Henkyou no RoukishiHenkyou no Roukishi
Chapitre 51

Chapitre 51

Chapitre 51/18028%~17 min de lecture3 299 mots

De Tsui au château de Loadvan, il y a environ quatre-vingts lieues d'après les dires.

Les six hommes du groupe, à savoir Zaifelt et ses deux chevaliers serviteurs, ainsi que Baldo, Godon et Kars, parcoururent cette distance en sept jours.

À l'ouest du fleuve Ova s'étendent un vaste désert et des prairies, tandis qu'à l'est s'étendent montagnes et forêts.

On désigne ces deux régions sous le nom de marches orientales du continent.

Parmi les pays du centre, tous ceux qui font face aux marches orientales possèdent un ordre des chevaliers des marches.

Leur mission est de protéger le pays contre les bêtes magiques, les bêtes sauvages et les demi-humains qui surgissent de ces vastes marches, et de sécuriser les routes commerciales.

C'est pourquoi, bien qu'ils s'appellent ordre des chevaliers des marches, ils ne franchissent jamais l'Ova pour mettre le pied à l'est.

Il y a environ cent ans, huit ordres des chevaliers des marches de huit pays participaient à ce tournoi des marches.
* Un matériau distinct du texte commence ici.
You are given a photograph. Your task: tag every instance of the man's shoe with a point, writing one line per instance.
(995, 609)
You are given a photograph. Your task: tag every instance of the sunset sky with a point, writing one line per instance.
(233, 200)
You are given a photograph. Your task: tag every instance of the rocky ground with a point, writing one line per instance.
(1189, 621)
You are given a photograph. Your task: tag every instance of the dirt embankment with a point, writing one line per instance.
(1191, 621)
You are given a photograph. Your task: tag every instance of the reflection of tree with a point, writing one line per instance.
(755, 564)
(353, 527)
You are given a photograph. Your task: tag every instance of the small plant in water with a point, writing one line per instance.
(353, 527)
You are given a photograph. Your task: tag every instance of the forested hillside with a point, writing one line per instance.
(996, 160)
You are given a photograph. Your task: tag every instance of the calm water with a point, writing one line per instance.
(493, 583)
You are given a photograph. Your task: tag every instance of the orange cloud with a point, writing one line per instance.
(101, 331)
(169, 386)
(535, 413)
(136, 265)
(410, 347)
Mais aujourd'hui, seuls l'Empire de Goriola et le Royaume de Palzam y prennent part.

Avec le temps, les pays qui ont perdu leur puissance et décliné n'ont plus pu maintenir leur ordre des chevaliers des marches.

D'ailleurs, ces dernières années, on ne voit presque plus de bêtes magiques à l'ouest de l'Ova.

On a fini par comprendre dans une certaine mesure les territoires et les déplacements des demi-humains, et une cohabitation s'est établie, si bien que les grands affrontements se sont raréfiés.

Pour dire les choses jusqu'au bout, depuis une centaine d'années environ, les pays du centre du continent s'entredéchirent sans relâche, et ils n'avaient plus la marge nécessaire pour s'intéresser aux marches.

Dans le bon sens de Baldo et des siens, les marches désignent la rive est de l'Ova.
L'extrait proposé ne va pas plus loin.